Tutorial: Azure Active Directory integration with Amazon Web Services (AWS) (Legacy Tutorial)

In this tutorial, you learn how to integrate Azure Active Directory (Azure AD) with Amazon Web Services (AWS) (Legacy Tutorial).

Integrating Amazon Web Services (AWS) with Azure AD provides you with the following benefits:

  • You can control in Azure AD who has access to Amazon Web Services (AWS).
  • You can enable your users to automatically get signed-on to Amazon Web Services (AWS) (Single Sign-On) with their Azure AD accounts.
  • You can manage your accounts in one central location - the Azure portal.

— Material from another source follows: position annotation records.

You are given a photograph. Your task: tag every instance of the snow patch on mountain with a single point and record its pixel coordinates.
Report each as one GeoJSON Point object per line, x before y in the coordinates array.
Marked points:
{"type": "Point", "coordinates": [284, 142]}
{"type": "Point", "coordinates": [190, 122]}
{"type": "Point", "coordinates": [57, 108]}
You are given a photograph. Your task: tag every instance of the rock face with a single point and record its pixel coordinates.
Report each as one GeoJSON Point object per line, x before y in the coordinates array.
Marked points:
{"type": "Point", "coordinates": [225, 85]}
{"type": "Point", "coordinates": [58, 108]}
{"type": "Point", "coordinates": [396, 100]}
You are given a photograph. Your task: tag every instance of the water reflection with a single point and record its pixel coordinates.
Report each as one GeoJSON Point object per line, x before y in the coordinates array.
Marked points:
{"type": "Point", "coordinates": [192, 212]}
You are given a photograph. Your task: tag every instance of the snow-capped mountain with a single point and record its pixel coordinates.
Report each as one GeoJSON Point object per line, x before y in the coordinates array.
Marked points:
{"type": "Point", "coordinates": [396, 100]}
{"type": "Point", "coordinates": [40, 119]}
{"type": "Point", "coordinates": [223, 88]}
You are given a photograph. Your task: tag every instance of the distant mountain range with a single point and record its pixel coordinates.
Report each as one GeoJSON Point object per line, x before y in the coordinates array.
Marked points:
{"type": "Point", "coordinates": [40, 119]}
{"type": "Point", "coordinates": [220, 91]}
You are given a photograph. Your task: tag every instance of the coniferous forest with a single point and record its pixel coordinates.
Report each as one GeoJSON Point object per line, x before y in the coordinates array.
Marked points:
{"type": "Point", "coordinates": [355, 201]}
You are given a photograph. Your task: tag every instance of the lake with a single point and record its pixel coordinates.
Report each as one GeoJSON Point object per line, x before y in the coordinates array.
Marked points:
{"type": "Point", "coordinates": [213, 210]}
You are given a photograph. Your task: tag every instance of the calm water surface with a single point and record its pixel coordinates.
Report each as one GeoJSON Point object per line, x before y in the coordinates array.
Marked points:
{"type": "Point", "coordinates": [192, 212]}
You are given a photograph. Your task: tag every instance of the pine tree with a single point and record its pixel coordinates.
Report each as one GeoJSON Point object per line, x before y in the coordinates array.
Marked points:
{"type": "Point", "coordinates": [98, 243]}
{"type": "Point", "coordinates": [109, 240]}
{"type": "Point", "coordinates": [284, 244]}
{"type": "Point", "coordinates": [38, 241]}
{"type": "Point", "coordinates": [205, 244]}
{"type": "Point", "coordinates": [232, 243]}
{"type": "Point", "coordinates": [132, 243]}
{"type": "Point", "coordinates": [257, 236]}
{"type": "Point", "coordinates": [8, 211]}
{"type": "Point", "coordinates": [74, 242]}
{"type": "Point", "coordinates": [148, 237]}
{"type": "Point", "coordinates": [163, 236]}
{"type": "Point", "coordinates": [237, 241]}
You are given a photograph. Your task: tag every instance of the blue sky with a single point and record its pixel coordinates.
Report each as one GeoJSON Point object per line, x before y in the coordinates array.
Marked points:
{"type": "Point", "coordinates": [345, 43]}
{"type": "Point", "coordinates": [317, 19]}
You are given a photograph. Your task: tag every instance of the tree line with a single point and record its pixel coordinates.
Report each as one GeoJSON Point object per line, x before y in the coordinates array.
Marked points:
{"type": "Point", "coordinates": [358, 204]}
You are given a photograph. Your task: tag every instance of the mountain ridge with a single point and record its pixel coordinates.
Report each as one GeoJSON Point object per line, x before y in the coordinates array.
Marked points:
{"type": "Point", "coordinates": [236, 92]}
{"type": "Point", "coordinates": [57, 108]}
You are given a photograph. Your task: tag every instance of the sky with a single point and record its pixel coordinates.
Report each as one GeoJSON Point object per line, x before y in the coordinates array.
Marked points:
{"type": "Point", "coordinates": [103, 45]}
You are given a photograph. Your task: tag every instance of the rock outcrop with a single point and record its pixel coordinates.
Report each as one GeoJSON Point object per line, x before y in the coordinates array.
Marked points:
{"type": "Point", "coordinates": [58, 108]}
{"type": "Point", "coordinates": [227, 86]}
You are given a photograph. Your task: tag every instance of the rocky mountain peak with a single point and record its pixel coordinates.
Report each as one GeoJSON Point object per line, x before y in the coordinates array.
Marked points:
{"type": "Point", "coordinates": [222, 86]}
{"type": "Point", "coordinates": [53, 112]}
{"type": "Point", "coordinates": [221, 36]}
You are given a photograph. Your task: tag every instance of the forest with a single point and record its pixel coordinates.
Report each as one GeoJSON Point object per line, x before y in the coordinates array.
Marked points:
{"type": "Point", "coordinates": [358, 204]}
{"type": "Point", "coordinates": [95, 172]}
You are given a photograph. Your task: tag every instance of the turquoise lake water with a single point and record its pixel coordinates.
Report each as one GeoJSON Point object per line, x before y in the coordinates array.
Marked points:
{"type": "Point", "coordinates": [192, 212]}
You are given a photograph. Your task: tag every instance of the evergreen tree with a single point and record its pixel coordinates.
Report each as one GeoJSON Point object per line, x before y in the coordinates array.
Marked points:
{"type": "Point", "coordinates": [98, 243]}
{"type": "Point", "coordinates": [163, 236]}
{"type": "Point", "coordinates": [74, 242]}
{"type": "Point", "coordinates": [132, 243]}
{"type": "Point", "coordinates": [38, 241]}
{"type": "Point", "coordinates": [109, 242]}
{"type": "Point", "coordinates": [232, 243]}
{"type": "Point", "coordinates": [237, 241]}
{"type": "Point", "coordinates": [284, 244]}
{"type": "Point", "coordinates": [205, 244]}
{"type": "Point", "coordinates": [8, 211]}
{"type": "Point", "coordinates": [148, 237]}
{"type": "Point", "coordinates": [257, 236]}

Amazon Web Services (AWS) in the results list

Note

Please note connecting one AWS app to all your AWS accounts is not our recommended approach. Instead we recommend you to use this approach to configure multiple instances of AWS account to Multiple instances of AWS apps in Azure AD. You should only use this approach if you have few AWS Accounts and Roles in it, this model is not scalable as the AWS accounts and roles inside these accounts grow. This approach does not use AWS Role import functionality using Azure AD User Provisioning, so you have to manually add/update/delete the roles. For other limitations on this approach please see the details below.

Please note that we do not recommend to use this approach for following reasons:

  • You have to use the Microsoft Graph Explorer approach to patch all the roles to the app. We don’t recommend using the manifest file approach.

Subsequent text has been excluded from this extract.